Irrespective of the business type one owns, when it comes to tax return preparation every business owner becomes anxious due to the complexity of filing their tax returns accurately. With so many IRS guidelines to follow, it can become difficult for business owners to focus on their core activities, while at the same time filing their taxes error-free.
Here are some key tax-related statistics and info all businesses should be aware of:
- The last quarterly deadline for the 2019 tax year is January 15, 2020.
- It is imperative to pay 90% of the current year’s income taxes and 100% of the previous year’s tax liability to avoid IRS penalty.
- Employers have two options to pay taxes against year-end bonuses They can either withhold at a 22% rate or add a bonus to wages and withhold against full compensation.

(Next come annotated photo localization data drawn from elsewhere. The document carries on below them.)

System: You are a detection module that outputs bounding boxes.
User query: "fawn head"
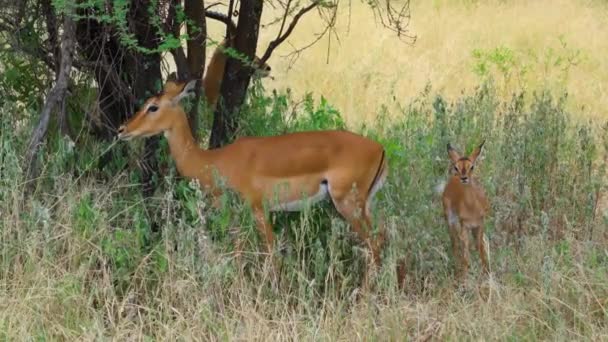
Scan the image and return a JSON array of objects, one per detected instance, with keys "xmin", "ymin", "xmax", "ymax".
[
  {"xmin": 118, "ymin": 80, "xmax": 197, "ymax": 140},
  {"xmin": 448, "ymin": 141, "xmax": 485, "ymax": 184}
]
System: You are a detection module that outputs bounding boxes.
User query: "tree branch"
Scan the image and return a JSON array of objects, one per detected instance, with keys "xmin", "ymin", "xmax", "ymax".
[
  {"xmin": 25, "ymin": 10, "xmax": 76, "ymax": 191},
  {"xmin": 260, "ymin": 0, "xmax": 320, "ymax": 64}
]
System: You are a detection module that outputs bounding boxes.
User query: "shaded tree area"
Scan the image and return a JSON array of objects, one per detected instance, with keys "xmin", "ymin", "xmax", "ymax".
[{"xmin": 0, "ymin": 0, "xmax": 414, "ymax": 195}]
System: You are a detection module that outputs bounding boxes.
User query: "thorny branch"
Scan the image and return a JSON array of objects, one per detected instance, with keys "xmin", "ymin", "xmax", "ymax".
[
  {"xmin": 25, "ymin": 8, "xmax": 76, "ymax": 190},
  {"xmin": 260, "ymin": 0, "xmax": 320, "ymax": 64}
]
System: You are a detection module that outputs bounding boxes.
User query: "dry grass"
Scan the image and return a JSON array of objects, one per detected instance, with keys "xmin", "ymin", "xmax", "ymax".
[
  {"xmin": 0, "ymin": 0, "xmax": 608, "ymax": 341},
  {"xmin": 201, "ymin": 0, "xmax": 608, "ymax": 125}
]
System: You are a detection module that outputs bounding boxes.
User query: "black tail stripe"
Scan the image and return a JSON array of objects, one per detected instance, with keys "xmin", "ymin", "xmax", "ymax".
[{"xmin": 367, "ymin": 149, "xmax": 384, "ymax": 196}]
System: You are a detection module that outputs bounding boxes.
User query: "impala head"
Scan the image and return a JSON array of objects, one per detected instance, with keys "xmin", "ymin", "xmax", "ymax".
[
  {"xmin": 118, "ymin": 80, "xmax": 197, "ymax": 140},
  {"xmin": 448, "ymin": 141, "xmax": 485, "ymax": 184}
]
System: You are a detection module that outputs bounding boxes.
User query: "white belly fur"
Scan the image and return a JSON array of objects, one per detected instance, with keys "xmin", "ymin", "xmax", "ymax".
[{"xmin": 270, "ymin": 183, "xmax": 329, "ymax": 211}]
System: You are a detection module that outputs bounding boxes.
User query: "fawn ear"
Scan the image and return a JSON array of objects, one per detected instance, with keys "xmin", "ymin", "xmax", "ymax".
[
  {"xmin": 448, "ymin": 143, "xmax": 460, "ymax": 163},
  {"xmin": 469, "ymin": 140, "xmax": 486, "ymax": 163}
]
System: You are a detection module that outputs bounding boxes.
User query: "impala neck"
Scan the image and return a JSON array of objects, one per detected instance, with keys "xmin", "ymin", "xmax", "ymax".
[{"xmin": 165, "ymin": 111, "xmax": 212, "ymax": 177}]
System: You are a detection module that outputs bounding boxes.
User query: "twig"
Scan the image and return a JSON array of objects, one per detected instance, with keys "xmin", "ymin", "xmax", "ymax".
[
  {"xmin": 25, "ymin": 8, "xmax": 76, "ymax": 192},
  {"xmin": 260, "ymin": 0, "xmax": 320, "ymax": 64}
]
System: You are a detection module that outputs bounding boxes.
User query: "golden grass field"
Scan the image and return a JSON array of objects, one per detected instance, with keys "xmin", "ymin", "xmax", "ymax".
[
  {"xmin": 0, "ymin": 0, "xmax": 608, "ymax": 341},
  {"xmin": 202, "ymin": 0, "xmax": 608, "ymax": 125}
]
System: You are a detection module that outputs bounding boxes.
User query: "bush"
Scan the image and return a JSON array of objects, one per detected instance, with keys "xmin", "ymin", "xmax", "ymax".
[{"xmin": 0, "ymin": 83, "xmax": 608, "ymax": 339}]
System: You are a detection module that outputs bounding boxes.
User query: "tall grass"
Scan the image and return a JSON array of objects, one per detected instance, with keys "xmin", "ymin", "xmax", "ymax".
[
  {"xmin": 202, "ymin": 0, "xmax": 608, "ymax": 124},
  {"xmin": 0, "ymin": 79, "xmax": 608, "ymax": 340}
]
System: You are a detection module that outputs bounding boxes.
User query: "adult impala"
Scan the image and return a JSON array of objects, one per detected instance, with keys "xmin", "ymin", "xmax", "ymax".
[{"xmin": 118, "ymin": 80, "xmax": 388, "ymax": 266}]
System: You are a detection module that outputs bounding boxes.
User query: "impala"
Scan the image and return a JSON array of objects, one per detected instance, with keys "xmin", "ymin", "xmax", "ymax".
[
  {"xmin": 118, "ymin": 80, "xmax": 388, "ymax": 266},
  {"xmin": 442, "ymin": 142, "xmax": 490, "ymax": 277},
  {"xmin": 203, "ymin": 39, "xmax": 271, "ymax": 110}
]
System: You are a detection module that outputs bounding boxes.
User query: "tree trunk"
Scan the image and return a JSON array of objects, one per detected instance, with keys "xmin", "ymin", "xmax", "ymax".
[
  {"xmin": 184, "ymin": 0, "xmax": 207, "ymax": 140},
  {"xmin": 128, "ymin": 0, "xmax": 162, "ymax": 197},
  {"xmin": 209, "ymin": 0, "xmax": 263, "ymax": 148},
  {"xmin": 25, "ymin": 10, "xmax": 75, "ymax": 189}
]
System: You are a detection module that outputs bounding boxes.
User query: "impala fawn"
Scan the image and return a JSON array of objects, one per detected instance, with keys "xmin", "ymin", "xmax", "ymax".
[
  {"xmin": 118, "ymin": 80, "xmax": 388, "ymax": 272},
  {"xmin": 442, "ymin": 141, "xmax": 490, "ymax": 278}
]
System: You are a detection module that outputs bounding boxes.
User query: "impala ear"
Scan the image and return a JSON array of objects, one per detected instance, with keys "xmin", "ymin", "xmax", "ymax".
[
  {"xmin": 173, "ymin": 79, "xmax": 198, "ymax": 103},
  {"xmin": 469, "ymin": 140, "xmax": 486, "ymax": 163},
  {"xmin": 448, "ymin": 143, "xmax": 460, "ymax": 163}
]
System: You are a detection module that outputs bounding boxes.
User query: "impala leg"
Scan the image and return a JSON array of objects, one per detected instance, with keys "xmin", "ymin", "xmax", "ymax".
[
  {"xmin": 253, "ymin": 207, "xmax": 274, "ymax": 254},
  {"xmin": 333, "ymin": 197, "xmax": 384, "ymax": 267},
  {"xmin": 448, "ymin": 223, "xmax": 462, "ymax": 276},
  {"xmin": 473, "ymin": 226, "xmax": 490, "ymax": 274},
  {"xmin": 458, "ymin": 222, "xmax": 470, "ymax": 277}
]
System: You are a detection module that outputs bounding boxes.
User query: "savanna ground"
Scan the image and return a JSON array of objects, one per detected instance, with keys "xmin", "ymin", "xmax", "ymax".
[{"xmin": 0, "ymin": 0, "xmax": 608, "ymax": 341}]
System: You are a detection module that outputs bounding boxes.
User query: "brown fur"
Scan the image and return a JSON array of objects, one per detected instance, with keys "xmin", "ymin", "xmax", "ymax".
[
  {"xmin": 442, "ymin": 143, "xmax": 490, "ymax": 276},
  {"xmin": 119, "ymin": 81, "xmax": 388, "ymax": 272}
]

- If your adjusted gross income in a year exceeds $150,000, the threshold goes up to 110%
- According to the IRS, the average refund of $2,864 this year was up from $2,388 the previous year.
- Under the Tax Cuts and Jobs Act, the estate tax exemption has been raised to $11.18 million, meaning the 40% tax expense can be avoided if the assets are valued at the same amount
Here are a few tips to help ensure you are fully prepared for the 2020 tax season.

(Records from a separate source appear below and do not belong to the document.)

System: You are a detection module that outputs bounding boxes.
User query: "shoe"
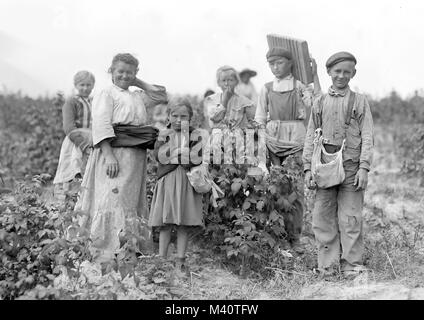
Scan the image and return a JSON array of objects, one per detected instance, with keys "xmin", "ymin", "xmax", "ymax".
[
  {"xmin": 342, "ymin": 265, "xmax": 368, "ymax": 280},
  {"xmin": 175, "ymin": 258, "xmax": 189, "ymax": 276},
  {"xmin": 290, "ymin": 241, "xmax": 305, "ymax": 254},
  {"xmin": 316, "ymin": 267, "xmax": 337, "ymax": 280}
]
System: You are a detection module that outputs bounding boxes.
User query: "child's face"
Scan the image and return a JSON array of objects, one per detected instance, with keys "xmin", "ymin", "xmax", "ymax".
[
  {"xmin": 75, "ymin": 79, "xmax": 94, "ymax": 98},
  {"xmin": 268, "ymin": 57, "xmax": 292, "ymax": 79},
  {"xmin": 328, "ymin": 61, "xmax": 356, "ymax": 90},
  {"xmin": 169, "ymin": 106, "xmax": 190, "ymax": 131},
  {"xmin": 218, "ymin": 70, "xmax": 238, "ymax": 91},
  {"xmin": 112, "ymin": 61, "xmax": 138, "ymax": 90}
]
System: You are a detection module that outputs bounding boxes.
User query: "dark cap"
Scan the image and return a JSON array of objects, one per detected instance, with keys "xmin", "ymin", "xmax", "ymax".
[
  {"xmin": 325, "ymin": 51, "xmax": 356, "ymax": 69},
  {"xmin": 266, "ymin": 47, "xmax": 292, "ymax": 61},
  {"xmin": 239, "ymin": 69, "xmax": 257, "ymax": 77}
]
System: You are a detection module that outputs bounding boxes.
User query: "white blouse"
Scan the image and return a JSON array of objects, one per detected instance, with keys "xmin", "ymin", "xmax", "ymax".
[{"xmin": 92, "ymin": 85, "xmax": 167, "ymax": 145}]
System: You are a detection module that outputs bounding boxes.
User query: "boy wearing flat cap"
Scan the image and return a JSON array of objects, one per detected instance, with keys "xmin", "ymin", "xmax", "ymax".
[
  {"xmin": 303, "ymin": 52, "xmax": 374, "ymax": 276},
  {"xmin": 255, "ymin": 47, "xmax": 321, "ymax": 253},
  {"xmin": 236, "ymin": 69, "xmax": 258, "ymax": 104}
]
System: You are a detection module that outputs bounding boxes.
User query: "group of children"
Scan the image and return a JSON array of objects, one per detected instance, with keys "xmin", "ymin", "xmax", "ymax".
[{"xmin": 55, "ymin": 48, "xmax": 373, "ymax": 274}]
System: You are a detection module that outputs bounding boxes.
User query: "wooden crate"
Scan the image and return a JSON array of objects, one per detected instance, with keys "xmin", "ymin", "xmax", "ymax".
[{"xmin": 266, "ymin": 34, "xmax": 314, "ymax": 84}]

Getting organized this year is the first step business owners need to take when trying to get prepared for the 2020 tax season. You must keep each of your income and expense sources in a digital or printed format to avoid any confusion or mismanagement when preparing for your taxes. You do not have to wait for the next year to start to prepare your taxes as you can do a lot of the leg work in advance. This will help maximize your chances of filing the taxes accurately.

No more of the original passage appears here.